Lakshmi Kumaran & Sridharan AttorneysAn ISO 9001 / 27001 certified law firm

Director’s liability – ‘Alter ego’ and attribution of acts of companies

20 January, 2015

The Supreme Court of India has, on 9-1-2015, held that when the company is the offender, vicarious liability of the Directors cannot be imputed automatically, in the absence of any statutory provision to this effect. The Court in this regard set aside the Order of the special magistrate which had treated Managing Directors of specified companies as “alter ego” of their respective companies and had held that the acts of the companies are “to be attributed and imputed to them”. The court in the order impugned before the Apex court had found that the appellants (Directors) were prima facie, controlling the affairs of the said three companies and, therefore, represented the directing mind and will of each company. Noting that the principle of ‘alter ego’ was applied in number of earlier judgements to impute the criminal content to the body corporate and not vice versa, the court held that otherwise there has to be a specific act attributed to the Director or any other person allegedly in control and management of the company, to the effect that such a person was responsible for the acts committed by or on behalf of the company. It was observed that the impugned order had not recorded satisfaction of the magistrate, by mentioning the role played by the Directors which would bring them within criminal net.

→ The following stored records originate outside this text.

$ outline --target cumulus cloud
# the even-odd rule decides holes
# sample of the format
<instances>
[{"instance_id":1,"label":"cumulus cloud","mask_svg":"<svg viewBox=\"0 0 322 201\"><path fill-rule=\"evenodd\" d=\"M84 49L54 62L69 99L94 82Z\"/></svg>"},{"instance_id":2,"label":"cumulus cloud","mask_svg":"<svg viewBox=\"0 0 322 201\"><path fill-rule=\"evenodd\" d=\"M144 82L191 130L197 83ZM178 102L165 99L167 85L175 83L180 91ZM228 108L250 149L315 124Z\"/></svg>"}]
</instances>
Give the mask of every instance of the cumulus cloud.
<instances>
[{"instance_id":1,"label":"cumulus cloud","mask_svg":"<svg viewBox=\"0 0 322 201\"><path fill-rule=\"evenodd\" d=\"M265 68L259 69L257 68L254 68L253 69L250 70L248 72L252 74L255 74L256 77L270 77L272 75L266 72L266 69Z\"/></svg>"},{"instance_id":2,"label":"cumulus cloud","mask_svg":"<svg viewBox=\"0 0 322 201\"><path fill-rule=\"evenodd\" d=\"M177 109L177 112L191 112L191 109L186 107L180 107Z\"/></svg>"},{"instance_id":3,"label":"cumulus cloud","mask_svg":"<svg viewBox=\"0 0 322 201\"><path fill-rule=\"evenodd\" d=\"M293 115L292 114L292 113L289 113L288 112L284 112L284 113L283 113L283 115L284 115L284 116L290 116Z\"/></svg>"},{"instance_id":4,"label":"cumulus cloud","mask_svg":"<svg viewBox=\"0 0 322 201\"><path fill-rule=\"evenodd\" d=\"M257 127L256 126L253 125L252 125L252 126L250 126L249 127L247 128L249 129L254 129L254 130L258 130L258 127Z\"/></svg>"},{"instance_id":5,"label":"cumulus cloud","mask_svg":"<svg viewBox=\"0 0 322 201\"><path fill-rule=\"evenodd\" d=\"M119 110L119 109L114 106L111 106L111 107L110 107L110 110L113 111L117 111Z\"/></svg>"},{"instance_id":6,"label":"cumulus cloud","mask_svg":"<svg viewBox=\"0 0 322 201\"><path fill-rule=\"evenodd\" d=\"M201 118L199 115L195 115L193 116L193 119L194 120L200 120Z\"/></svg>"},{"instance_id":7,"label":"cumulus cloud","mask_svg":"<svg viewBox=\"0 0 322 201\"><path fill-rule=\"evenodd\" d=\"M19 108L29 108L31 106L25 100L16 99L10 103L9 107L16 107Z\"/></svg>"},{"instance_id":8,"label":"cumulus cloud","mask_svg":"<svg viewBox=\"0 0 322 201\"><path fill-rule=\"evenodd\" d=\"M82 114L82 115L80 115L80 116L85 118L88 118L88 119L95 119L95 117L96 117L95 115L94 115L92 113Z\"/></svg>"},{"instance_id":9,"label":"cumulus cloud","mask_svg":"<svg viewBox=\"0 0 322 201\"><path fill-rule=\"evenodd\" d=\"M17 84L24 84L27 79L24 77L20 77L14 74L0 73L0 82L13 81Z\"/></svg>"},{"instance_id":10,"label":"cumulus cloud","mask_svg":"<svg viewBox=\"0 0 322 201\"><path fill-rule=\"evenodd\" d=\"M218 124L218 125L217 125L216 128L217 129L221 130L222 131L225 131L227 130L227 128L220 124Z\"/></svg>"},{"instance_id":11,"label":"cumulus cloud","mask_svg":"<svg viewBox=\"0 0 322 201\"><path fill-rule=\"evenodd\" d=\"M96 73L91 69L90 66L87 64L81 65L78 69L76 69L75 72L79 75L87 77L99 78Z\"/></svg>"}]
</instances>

Further, noting the importance of the words ‘sufficient grounds for proceeding’ appearing in the provisions, the court held that the order is liable to be set aside if no reasons, not necessarily detailed, are given therein while coming to the conclusion that there is prima facie case against the accused. It was observed that these words which amply suggest that an opinion is to be formed only after due application of mind, that there is sufficient basis for proceeding against the said accused, and formation of such an opinion is to be stated in the order itself. The court in this regard in this case of Sunil Bharti Mittal v. Central Bureau of Investigation also observed that a person ought not to be dragged into court merely because a complaint has been filed.